First we need to come up with the concept of aggregate demand (Written as the letter Z). We specify
Z = C + I + G
That is total demand in the economy is equal to demand for private consumption (C), plus investment demand (I), plus government demand (G). We then add total output (or GDP, written as Y) to the mix. Because total demand equals total output we can move on to getting an equation that crops up a lot in economics (the goods market equation in IS-LM):
Y = C + I + G
Finally, we add in taxes, we place taxes next to consumption to denote that they act to reduce consumption:
Y = (C-T) + I + G
Now that we have our equation, we need to start to talk about fiscal policy by looking at the two variables in this equation that are within the gift of the government: government demand (G) and taxes (T). Any government policy that acts to raise Y in this equation, tax cut or spending rise, is fiscal expansion, anything that acts to reduce Y is a fiscal contraction (aka what we can call austerity).

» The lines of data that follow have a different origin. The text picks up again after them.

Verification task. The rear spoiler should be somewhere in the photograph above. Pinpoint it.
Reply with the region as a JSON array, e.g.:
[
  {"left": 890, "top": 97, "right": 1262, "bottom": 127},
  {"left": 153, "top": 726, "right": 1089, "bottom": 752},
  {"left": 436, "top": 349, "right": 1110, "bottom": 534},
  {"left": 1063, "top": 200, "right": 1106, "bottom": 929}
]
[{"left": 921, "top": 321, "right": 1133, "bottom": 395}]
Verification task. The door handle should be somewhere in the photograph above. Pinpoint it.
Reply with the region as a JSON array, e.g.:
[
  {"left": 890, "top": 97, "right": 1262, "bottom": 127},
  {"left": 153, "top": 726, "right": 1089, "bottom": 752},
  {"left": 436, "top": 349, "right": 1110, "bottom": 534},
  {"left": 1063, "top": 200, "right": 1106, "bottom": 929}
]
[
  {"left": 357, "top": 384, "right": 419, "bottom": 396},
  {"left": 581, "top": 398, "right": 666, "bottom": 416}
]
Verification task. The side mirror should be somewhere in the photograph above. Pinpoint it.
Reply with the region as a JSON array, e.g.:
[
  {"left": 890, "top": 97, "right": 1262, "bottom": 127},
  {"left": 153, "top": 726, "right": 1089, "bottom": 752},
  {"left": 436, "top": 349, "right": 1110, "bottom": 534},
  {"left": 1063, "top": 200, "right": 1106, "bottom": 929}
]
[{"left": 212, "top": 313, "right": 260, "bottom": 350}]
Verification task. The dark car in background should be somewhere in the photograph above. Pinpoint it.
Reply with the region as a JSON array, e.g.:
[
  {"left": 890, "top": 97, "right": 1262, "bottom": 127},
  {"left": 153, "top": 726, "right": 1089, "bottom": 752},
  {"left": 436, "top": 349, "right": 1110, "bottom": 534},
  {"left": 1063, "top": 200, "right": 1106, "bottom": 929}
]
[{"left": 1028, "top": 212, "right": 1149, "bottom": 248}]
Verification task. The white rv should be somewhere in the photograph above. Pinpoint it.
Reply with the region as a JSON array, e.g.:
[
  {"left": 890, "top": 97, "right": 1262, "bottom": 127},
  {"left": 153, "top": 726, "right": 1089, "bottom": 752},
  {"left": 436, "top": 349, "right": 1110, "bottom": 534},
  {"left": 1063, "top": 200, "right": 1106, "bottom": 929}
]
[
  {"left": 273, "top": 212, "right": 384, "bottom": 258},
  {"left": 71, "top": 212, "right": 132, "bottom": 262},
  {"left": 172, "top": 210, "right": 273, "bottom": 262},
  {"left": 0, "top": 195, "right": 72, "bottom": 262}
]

That, in a nutshell is how economist/econoblogger community defines "austerity", although there is a couple of final complications. The first in that GDP (Y) is a moving target that is usually growing at a slow trend rate. In that sense we do need to look at how the two government controlled components (G and T) behave relative to overall growth of output, G growing more slowly than overall output can be considered austerity in this sense (indeed, in order to make this happen you would probably need to make cuts). The second which relates to the moving target nature of GDP is that determining with any precision whether a policy is expansionary or contractionary can be difficult as you can't be sure what GDP growth holds, we can for example guess that the coalition's raising of the tax threshold was expansionary as it was way beyond any regular inflation/wage related expansion but it would be hard to define what the precise figure for said expansion was.